Josh Rosen was the fourth quarterback selected in the draft. In his press conference, he said these words, “There were nine mistakes made ahead of me.” Rosen implied that he’s the best player in the draft and should’ve been picked first overall. In college, Rosen’s composure was impeccable as shown in his comeback against Texas A&M Week 1 in 2017. In his pro career, his completion percentage is at 49.2%, completing no more than one touchdown a game playing for a dreadful Cardinals team with a historically bad offense. However, he hasn’t given the defenses much either, throwing 1 interception in 3 games.

Lamar Jackson: 32nd Pick Louisville

Lamar Jackson showed scouts why he should be drafted in his last two years as a dual-threat college quarterback. Lamar Jackson is the only quarterback to play in every game this season, and not start a single game. He gets some playing time for the Raven’s however, they don’t use him as conventional QB. He’s thrown the ball five times all season and only completed one pass. He has 72 rush yards on the season, but one fumble. Jackson’s role on the Raven’s is a motivator for Joe Flacco. The Ravens want the best play out of Joe Flacco so they drafted his replacement to let Flacco know that he’s ready to play at any given point.

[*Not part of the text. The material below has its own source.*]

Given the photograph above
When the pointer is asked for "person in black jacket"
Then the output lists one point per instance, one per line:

All of these quarterbacks have futures in the NFL, some being better than others. As you can expect, there are going to be growing pains with rookie quarterbacks. From here on out, all five of these quarterbacks’ careers could go in any direction but one thing can be said: don’t expect these five to win a Superbowl anytime soon. With the pieces around them, none of them are suited to become Super Bowl champions in the next year or two.